Update of the last week-

  1. I tried to be familiar with Cluster access and PySpark.
  2. I have gone through some projects about article quality.

Update of the week-

  1. I am trying to be familiar with cluster data, especially with wikitext_current and wikitext_history and scraping the article quality from namespace 1.

Update of the week- 18,04.2022 - 23.04.2022:

I have prepared the yearly snapshot of the quality class assignment of the English Wikipedia articles from the current dump. For this work, I have used PySpark and cluster data. I have found that the last quality class assessment for many articles was done quite a long time (i.e., years here) ago.

FYI if you want an alterative approach for extracting quality ratings for current articles, you can use the page assessments MySQL table as well. They are available in at least English, French, Arabic, Hungarian, and Turkish but only contain the current state:

FYI if you want an alterative approach for extracting quality ratings for current articles, you can use the page assessments MySQL table as well. They are available in at least English, French, Arabic, Hungarian, and Turkish but only contain the current state:

Thanks, Issac for the reference

weekly update: 25.04.22 - 30.04.22

  1. Trying to generate the yearly snapshot of article quality from the English wikitext history dump.
  2. Trying to run language-agnostic quality model V2 on history data.

weekly update:

  1. crated yearly snapshot of all articles from English wikitext history dump.
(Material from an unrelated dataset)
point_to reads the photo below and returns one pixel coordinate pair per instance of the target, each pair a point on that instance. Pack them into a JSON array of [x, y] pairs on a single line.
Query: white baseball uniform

weekly update: 08.05.22 - 14.05.22

  1. Implementing language-agnostic quality model V2 on the revision history of English wikitext dump.

weekly update: 15,05.22 - 21.05.22

  1. Implemented language-agnostic quality model V2 for every revision of "wikitext history dump" for the language versions- Spanish.
Aklapper renamed this task from Cross-Linngual Article Quality Exploration to Cross-Lingual Article Quality Exploration.Aug 15 2022, 10:09 AM

@diego resolving this as most of the work is done. Please reopen if that's not the case!